The universe is not for us, but for our descendants, both the human like and the electronic ones. What will the gods do when they come knocking at their doors? That is going to be their problem…
Lawyers.
He will send forth his lawyers, yea, verily a mighty host of them, and they shall wear fine suits and be shod in the finest wingtips. And they shall call themselves Lobbyist, and Advocate, and they shall descend upon the Scientists and upon the Lawmakers.
And they shall make a great noise on the liability risks of godlike achievement, yea, and shall weep, alas, alas for the insurance premiums, and they will smite scientific progress with restrictive information-sharing rules so no proprietary information may be spread unless it maketh billions for the stockholders.
And when Man is weary from struggling with the Lord’s lawyers, his eyes shall be opened and he will see, clearly, side effects, collatersal damages and unprogrammed costs of godlike achievement, and shall say to himself, sh*t, now we have to correct this before we proceed forward.
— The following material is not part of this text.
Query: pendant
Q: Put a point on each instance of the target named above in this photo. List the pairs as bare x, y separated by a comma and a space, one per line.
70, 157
And they will woe the day they met the immortal demon Entropy, who is also called Murphy, whose rule is of iron and bends not.
And lo, Man will cry out, Lord, doth thou not wish us to use thy gift of intelligence to further the lot of the humble on Earth, and raise up the banner of justice? Why must we then battle Murphy’s Law when we seek thy perfection? And the Lord shall smile and say to Himself, it is good for them to remain feeling challenged; but he shall not answer them, for it is also good that they figure it out themselves.
God gave the case and the contract to Harvey Birdman? 
Buddha will pat him on the back and say “Dude, it happens. C’mon, party over at Vishnu’s. Thor brought a keg.”